WEST(config)#ip http server 
WEST(config)#ip http secure-server

From a test workstation, let’s perform tests and then use show commands to see the results.

All data plane tests are successful.

The following command displays detailed statistics about each protocol.

FIREWALL#show policy-map type inspect zone-pair ZONE-PAIR-INSIDE-TO-OUTSIDE
   Zone-pair: ZONE-PAIR-INSIDE-TO-OUTSIDE 
   Service-policy inspect : INSIDE-TO-OUTSIDE
 Class-map: ICMP (match-all)  
  Match: protocol icmp
  Inspect
    Packet inspection statistics [process switch:fast switch]
    icmp packets: [0:22]

    Session creations since subsystem startup or last reset 2
    Current session counts (estab/half-open/terminating) [0:0:0]
    Maxever session counts (estab/half-open/terminating) [1:0:0]
    Last session created 00:07:40
    Last statistic reset never
    Last session creation rate 0
    Last half-open session total 0

 Class-map: VM-ALLOWED-TRAFFIC (match-all)  
  Match: access-group name VM-TO-ANY
  Match: class-map match-any VM-ALLOWED-PROTOCOLS
    Match: protocol http
    Match: protocol https
  Inspect
    Packet inspection statistics [process switch:fast switch]
    tcp packets: [0:2014]
    http packets: [0:1279]

    Session creations since subsystem startup or last reset 256
    Current session counts (estab/half-open/terminating) [0:0:0]
    Maxever session counts (estab/half-open/terminating) [3:1:0]
    Last session created 00:00:06
    Last statistic reset never
    Last session creation rate 97
    Last half-open session total 0

 Class-map: class-default (match-any)  
  Match: any 
  Drop (default action)
    6 packets, 576 bytes

To display list of sessions use the following command:

FIREWALL#show policy-firewall sessions platform 
--show platform hardware qfp active feature firewall datapath scb any any any any any all any --
s=session  i=imprecise channel  c=control channel  d=data channel
Session ID:0x00000159  172.16.2.50 49499 10.1.9.2 443 proto 6 (0:0)     [sd]
Session ID:0x00000157  172.16.2.50 8 10.1.9.2 1 proto 1 (0:0)   [sc]
Session ID:0x00000158  172.16.2.50 49498 10.1.9.2 443 proto 6 (0:0)     [sd]

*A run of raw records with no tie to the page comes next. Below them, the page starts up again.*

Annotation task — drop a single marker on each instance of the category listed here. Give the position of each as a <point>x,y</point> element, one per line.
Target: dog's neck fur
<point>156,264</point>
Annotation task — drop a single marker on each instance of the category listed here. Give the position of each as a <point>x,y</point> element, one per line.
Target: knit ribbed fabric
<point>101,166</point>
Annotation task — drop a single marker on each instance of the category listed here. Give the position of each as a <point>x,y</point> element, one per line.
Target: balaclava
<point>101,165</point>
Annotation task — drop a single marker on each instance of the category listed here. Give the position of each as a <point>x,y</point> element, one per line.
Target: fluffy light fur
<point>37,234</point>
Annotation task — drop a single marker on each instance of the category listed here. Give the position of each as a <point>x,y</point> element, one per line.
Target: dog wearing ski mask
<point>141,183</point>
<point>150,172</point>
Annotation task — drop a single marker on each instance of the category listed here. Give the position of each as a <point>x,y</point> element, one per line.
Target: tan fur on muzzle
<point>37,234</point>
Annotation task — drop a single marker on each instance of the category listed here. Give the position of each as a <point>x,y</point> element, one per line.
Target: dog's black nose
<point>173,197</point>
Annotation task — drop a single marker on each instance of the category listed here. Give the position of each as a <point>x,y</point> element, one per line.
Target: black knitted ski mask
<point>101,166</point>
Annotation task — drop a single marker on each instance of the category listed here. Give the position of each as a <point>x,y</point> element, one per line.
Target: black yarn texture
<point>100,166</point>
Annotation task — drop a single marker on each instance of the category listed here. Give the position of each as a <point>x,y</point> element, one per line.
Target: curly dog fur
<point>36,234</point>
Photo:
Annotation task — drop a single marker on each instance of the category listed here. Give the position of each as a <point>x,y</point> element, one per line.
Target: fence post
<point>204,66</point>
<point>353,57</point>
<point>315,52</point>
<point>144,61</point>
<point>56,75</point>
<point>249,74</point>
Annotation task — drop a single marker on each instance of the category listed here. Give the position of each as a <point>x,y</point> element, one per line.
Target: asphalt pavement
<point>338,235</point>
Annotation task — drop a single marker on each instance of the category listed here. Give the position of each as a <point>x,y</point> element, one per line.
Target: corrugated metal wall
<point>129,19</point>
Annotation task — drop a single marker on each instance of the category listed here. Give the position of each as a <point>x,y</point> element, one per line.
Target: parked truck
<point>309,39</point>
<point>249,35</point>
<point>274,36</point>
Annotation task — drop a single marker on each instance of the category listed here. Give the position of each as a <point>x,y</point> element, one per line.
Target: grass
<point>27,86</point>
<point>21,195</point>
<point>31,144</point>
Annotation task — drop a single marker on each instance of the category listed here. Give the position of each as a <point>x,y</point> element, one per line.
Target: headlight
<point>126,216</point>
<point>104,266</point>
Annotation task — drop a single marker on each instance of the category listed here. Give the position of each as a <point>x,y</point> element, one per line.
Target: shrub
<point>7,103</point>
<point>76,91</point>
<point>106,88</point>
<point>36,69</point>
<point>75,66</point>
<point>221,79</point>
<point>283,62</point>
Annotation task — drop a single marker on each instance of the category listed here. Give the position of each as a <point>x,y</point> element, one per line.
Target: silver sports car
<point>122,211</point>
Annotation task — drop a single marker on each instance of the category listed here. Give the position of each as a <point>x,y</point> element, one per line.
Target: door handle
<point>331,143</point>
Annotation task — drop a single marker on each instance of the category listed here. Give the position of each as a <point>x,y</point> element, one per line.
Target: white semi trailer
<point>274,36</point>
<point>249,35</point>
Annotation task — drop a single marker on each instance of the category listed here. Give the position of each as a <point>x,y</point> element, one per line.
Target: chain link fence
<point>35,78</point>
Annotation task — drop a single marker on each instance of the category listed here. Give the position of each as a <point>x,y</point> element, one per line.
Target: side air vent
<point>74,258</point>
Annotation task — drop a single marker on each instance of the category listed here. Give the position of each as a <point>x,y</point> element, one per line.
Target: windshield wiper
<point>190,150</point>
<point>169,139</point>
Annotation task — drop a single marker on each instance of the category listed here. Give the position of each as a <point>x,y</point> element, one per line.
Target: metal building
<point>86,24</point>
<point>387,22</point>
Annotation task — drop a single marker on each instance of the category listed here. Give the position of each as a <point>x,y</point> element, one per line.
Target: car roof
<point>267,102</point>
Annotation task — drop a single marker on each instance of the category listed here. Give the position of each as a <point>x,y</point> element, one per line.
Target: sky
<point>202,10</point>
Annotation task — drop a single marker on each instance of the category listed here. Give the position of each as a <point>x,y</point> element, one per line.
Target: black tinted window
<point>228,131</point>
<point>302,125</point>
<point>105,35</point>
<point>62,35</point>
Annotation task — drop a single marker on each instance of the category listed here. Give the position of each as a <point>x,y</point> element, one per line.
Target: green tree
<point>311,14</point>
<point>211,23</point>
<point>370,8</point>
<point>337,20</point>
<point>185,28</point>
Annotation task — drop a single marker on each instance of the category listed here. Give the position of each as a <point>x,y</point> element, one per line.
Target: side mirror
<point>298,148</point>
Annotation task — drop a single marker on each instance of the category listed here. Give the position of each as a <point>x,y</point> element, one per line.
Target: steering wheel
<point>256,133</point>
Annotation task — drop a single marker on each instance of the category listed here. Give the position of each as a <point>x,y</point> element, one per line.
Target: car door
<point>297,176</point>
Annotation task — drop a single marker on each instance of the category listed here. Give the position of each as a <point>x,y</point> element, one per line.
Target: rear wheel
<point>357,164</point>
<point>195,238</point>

Coexistence with Access Lists Applied to the Interface

Let’s block ICMP traffic input on the interface level while allowing everything else on NORTH-facing interface, which is part of security zone.

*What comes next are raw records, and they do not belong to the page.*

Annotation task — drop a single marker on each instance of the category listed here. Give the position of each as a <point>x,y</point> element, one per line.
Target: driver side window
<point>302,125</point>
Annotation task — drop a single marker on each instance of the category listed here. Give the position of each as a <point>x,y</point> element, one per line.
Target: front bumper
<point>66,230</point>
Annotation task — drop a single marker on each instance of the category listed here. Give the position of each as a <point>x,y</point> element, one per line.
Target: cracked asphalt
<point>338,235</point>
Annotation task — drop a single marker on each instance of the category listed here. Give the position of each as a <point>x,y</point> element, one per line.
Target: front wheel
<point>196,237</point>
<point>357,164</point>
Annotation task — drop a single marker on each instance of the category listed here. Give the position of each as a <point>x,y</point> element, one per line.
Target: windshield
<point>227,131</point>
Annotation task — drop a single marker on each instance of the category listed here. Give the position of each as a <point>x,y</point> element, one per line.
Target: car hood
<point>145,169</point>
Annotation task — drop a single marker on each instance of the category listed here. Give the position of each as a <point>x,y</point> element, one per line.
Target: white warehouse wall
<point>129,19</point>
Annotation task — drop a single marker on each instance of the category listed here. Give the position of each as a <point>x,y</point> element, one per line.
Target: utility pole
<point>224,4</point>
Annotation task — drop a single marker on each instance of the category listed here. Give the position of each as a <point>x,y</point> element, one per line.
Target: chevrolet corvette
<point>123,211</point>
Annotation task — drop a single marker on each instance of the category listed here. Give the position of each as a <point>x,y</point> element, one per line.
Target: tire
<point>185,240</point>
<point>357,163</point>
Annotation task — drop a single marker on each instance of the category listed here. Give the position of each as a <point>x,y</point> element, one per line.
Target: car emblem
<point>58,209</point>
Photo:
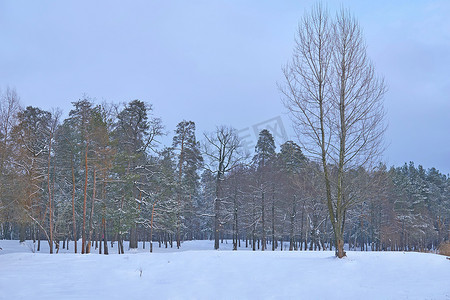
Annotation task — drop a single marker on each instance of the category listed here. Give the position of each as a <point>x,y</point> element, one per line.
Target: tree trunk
<point>91,218</point>
<point>83,232</point>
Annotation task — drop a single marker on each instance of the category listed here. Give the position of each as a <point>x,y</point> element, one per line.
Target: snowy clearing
<point>195,272</point>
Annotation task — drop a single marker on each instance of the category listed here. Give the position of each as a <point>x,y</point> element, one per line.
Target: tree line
<point>102,175</point>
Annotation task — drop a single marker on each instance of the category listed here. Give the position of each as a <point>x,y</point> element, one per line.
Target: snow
<point>196,272</point>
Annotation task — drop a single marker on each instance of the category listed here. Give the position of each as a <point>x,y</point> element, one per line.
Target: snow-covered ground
<point>196,272</point>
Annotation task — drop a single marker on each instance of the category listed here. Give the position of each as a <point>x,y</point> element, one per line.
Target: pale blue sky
<point>217,62</point>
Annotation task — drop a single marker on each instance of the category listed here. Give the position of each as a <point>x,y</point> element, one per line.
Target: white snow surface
<point>196,272</point>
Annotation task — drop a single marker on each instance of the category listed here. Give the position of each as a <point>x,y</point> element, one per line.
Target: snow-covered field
<point>196,272</point>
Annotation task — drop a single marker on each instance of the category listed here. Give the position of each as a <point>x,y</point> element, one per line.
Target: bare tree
<point>335,100</point>
<point>222,149</point>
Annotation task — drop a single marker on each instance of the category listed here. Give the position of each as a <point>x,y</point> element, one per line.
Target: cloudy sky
<point>218,62</point>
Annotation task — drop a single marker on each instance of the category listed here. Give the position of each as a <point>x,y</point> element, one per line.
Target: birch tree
<point>335,100</point>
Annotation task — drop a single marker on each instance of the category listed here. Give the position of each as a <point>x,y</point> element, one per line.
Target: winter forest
<point>101,175</point>
<point>111,199</point>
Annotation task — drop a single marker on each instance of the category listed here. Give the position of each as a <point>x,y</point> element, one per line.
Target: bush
<point>444,248</point>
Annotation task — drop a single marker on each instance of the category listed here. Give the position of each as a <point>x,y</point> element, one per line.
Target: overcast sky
<point>218,62</point>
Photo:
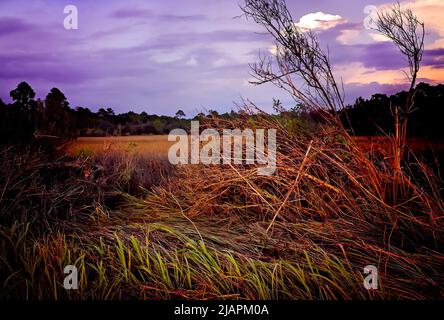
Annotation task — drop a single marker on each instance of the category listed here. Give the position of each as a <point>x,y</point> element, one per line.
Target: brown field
<point>158,145</point>
<point>148,145</point>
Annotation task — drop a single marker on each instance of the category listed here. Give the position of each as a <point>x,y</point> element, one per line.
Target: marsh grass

FIREWALL(config)#ip access-list extended DENY_ICMP
FIREWALL(config-ext-nacl)#deny icmp any any 
FIREWALL(config-ext-nacl)#permit ip any any 
FIREWALL(config-ext-nacl)#end
FIREWALL(config)#int gi2.12
FIREWALL(config-subif)#ip access-group DENY_ICMP in   

Ping no longer works, as shown in the screenshot below, meaning that inbound ACLs are being evaluated first, and as result must either not be used or have more permissive settings that zone-based configuration.